分类: 物理学 >> 核物理学 提交时间: 2024-12-16
摘要: This paper introduces a novel algorithm aimed at enhancing the computational performance of Monte Carlo codes: A Dynamic Adaptive Load Balancing Algorithm for Monte Carlo Codes (DALB-MC algorithm). With the widespread use of multicore processors, some Monte Carlo codes have been adapted to leverage both local thread parallelism and global parallelism through message passing between nodes, enabling concurrent execution of independent tasks and efficient merging of results. However, as shielding engineering problems increase in complexity and computational environments become more heterogeneous, traditional parallel computing algorithms face limitations in handling Monte Carlo simulations, particularly in ensuring adapting to diverse hardware resources.

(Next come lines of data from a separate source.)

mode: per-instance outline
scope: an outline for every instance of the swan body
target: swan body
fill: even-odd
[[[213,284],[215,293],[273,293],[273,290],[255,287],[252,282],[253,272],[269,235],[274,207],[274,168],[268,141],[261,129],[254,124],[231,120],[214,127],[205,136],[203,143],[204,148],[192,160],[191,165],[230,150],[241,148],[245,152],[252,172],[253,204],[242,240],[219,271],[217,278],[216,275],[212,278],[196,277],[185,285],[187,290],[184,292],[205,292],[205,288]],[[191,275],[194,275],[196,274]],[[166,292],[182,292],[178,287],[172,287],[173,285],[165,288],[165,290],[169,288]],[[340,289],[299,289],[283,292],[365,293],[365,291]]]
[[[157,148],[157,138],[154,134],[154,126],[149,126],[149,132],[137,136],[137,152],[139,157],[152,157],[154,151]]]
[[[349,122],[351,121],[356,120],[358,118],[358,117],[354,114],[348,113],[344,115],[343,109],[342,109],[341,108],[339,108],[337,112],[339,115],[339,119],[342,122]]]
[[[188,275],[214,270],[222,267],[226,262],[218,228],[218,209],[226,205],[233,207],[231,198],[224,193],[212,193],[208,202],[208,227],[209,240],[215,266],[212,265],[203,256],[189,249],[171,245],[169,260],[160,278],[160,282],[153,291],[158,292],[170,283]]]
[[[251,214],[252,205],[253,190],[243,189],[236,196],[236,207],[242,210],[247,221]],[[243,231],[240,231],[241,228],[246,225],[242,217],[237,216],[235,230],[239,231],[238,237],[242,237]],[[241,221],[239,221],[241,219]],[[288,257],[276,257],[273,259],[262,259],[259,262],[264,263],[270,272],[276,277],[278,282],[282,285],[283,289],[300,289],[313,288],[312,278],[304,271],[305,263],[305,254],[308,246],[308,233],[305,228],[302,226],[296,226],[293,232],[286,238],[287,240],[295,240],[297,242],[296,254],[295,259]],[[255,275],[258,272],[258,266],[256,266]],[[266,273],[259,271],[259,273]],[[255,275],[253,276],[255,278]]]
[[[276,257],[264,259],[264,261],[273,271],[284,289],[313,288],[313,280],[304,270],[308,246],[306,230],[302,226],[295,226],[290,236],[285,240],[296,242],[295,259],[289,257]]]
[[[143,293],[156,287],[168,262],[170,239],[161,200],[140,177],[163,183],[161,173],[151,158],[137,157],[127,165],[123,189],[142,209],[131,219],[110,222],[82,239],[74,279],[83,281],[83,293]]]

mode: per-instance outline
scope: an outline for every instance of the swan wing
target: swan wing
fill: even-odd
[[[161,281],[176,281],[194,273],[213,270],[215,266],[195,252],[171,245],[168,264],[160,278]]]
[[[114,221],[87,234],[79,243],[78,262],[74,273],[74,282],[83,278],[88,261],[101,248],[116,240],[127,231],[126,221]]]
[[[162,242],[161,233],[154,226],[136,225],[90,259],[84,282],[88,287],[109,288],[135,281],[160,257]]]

The proposed DALB-MC algorithm addresses these challenges by dynamically partitioning tasks into multiple sub-tasks and allocating them in real-time based on the computational capacity of each node, thereby optimizing resource utilization and reducing overall simulation time. In this study, we implement DALB-MC algorithm on MCShield and demonstrate the correctness and effectiveness of the algorithm in improving the performance of the Monte Carlo code through self-defined arithmetic examples. The experimental results show that compared with original algorithm, DALB-MC algorithm achieves about 20% computation time acceleration in massively parallel computation and significantly improves the overall efficiency of the program. In addition, a Linux supercomputing platform is used to test a complex benchmark case to further verify the optimization effect of DALB-MC algorithm under the computational scale of real engineering applications.